After the collapse of the Soviet Union in 1989-91 and the emergence of democratic governments in Poland, Hungary, Ukraine and other former Soviet satellite states, many people thought democracy was inevitable and there could be no turning back. Snyder warns that such thoughts are mere wishes. The European wars and massacres of large numbers of innocent people in the 20th century often took place in democratic countries and regions that were undermined very quickly, in five years or less, and turned into dictatorial regimes.
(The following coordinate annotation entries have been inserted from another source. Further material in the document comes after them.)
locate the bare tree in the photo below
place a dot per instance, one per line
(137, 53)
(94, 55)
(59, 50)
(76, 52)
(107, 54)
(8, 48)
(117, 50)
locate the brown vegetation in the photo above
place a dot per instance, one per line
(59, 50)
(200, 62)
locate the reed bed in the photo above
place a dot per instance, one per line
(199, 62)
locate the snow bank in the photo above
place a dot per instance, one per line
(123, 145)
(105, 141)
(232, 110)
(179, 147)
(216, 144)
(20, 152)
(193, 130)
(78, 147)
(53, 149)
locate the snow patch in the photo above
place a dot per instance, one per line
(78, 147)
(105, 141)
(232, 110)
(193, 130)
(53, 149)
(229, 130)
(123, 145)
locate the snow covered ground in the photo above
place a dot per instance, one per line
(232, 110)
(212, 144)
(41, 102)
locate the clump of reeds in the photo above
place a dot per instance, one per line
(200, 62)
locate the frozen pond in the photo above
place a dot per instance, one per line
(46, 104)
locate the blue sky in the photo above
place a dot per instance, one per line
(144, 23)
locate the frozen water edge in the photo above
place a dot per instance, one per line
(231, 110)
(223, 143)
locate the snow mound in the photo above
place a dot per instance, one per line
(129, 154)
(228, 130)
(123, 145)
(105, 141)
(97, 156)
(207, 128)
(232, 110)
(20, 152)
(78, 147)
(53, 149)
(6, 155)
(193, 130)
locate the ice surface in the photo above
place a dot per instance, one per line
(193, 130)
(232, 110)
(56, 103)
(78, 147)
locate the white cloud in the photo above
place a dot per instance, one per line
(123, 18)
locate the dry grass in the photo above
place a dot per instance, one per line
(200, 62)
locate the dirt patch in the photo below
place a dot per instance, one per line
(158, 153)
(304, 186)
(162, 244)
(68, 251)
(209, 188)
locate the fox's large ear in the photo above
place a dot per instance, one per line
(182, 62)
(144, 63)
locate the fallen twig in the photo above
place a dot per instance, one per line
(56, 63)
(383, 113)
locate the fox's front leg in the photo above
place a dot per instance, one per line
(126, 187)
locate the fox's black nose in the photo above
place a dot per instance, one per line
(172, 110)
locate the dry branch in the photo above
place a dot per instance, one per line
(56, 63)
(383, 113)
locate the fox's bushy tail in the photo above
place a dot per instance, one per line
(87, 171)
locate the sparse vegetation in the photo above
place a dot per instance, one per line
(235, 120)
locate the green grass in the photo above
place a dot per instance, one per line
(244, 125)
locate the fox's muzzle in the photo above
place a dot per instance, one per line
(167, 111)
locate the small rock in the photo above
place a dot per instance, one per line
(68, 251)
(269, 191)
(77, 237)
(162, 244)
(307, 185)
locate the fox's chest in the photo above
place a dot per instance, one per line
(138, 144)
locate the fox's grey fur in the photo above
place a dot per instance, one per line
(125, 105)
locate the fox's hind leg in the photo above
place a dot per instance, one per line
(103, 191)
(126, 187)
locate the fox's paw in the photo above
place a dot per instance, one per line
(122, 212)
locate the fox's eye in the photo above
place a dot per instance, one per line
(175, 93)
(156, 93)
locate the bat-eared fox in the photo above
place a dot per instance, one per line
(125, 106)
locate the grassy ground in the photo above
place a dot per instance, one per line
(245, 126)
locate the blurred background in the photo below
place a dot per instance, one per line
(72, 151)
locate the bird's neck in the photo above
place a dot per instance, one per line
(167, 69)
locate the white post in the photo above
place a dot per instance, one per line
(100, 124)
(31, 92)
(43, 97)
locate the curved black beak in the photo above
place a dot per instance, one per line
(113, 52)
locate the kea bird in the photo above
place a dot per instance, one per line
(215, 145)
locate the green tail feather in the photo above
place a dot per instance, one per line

And how does that happen? Snyder suggests that there are twenty red-flashing warning signs that a democracy is weak and headed toward dictatorial takeover. The first sign is when most people automatically follow orders, some even enthusiastically initiating expansion of what the leaders want of them. Hitler warned that Communists and Jews caused Germany’s woes and needed to be dealt with; Stalin warned that rich farmers were the enemy of the state and the “pigs” should be dealt with. People complied; they weren’t Jews or Communists or pigs.

Another sign of decay is professionals turning their backs on codes of ethics. Lawyers are to defend due process, journalists to seek the truth, doctors to do no harm, the military to follow lawful orders and not wage war against civilians. But what if they don’t? Then we can have show trials, doctors can perform horrible experiments, businesses can bid for slave labor and the military can slaughter noncombatants.

Although this book was written in 2017, the author’s warnings of the drift away from democratic principles began decades ago. His observations are worth pondering and discussing.

Dr. Timothy Snyder is an author and historian of Central and Eastern Europe and the Holocaust at Yale University. He is also a member of the Council of Foreign Relations and The Holocaust Memorial Museum. He has written over a dozen books.